Families are the essential and main providers of (unpaid) help for people with dementia. There are around 600,000 of these family carers in the UK, and about 23 million adults who have a close friend or relative with the illness.

It is difficult to understand the profound effect caring can have on family members. Looking after someone that you love with a physical illness can be exhausting but can also bring people closer, as the intimacy forced by the illness requirements can be rewarding for both the person cared for and the carer.

Caring for someone with dementia encompasses much more than hands-on work. You have to think ten steps ahead: family carers help avert crises by ensuring that the person with dementia is not asked to do things they are unable to and will fail at, that they are safe, so that for example, food is available, bills are paid, and the gas is not left on and that enjoyable and possible activities are provided for someone who can no longer initiate them.

What can make this even harder is that people with dementia often do not realise they are ill and resist help. Essential help may feel like intrusion if you are a person with dementia who lacks insight into their condition and is convinced they could do it themselves. Similarly, if you do not remember where you have put something, you may blame the person you see most and think they have stolen it.

People with dementia can repeatedly act in what seems a pointless way, for example, they may ask the same question again and again, or pace restlessly. Dementia leads to problems with the sleep cycle and people with dementia are often up at night. Aside from being blamed and shouted at or sleep deprived, the family carer may feel ashamed of the illness and isolate themselves from former friends and colleagues.
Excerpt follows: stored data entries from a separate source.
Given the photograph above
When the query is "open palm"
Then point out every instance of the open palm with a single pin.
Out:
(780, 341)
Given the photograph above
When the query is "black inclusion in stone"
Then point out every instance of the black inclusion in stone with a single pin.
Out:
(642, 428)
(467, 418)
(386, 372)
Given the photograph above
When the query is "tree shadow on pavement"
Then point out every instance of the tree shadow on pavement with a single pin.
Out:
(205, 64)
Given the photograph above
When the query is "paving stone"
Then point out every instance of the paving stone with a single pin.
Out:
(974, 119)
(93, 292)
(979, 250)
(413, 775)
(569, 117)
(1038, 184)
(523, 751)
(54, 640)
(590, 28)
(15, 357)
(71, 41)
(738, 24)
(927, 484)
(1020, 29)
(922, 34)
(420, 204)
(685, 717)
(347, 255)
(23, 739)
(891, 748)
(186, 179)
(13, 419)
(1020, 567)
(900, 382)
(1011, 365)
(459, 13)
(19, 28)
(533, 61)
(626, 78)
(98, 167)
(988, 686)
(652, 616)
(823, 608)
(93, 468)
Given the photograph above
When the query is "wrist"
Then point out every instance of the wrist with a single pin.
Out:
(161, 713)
While many family carers derive satisfaction from caring from someone they love, it is not surprising that around 40 per cent develop clinical depression or anxiety. This may mean they are unable to continue caring, and so individuals with dementia may have to move to a care home. What is surprising is that so often we don’t talk about caring, or about its effect on carers.

Much of my research at UCL is about trying to understand what we can do to help family carers. A new programme from our team, START (Strategies for Relatives) gives therapy to carers soon after their relatives are diagnosed with dementia. The results, published in the Lancet Psychiatry, show eight brief sessions with a psychologist can stop things spiralling out of control and carers are seven times less likely to develop depression. Carers using the session often had an “aha!” moment when they realised a person with dementia cannot manage any change in their own behaviour and they need help to do it. They used their new skills after the therapy, with one carer saying it helped them to acknowledge and live with their emotions “I felt it OK to be angry, upset .. felt less guilty”. Another told us he learnt to be more assertive and talk to doctors.

Unpaid carers for people with dementia save the economy 11 billion per year but this is the first evidence-based structured programme to help them. We are currently using it in Camden and Islington NHS Foundation Trust and UCL staff funded by the Alzheimer’s Society are teaching it to many other professionals. Family carers who are looking after people with dementia are important and face multiple difficulties which are too ubiquitous to ignore. We need to talk about what they do and help them, not in a haphazard way but using evidence.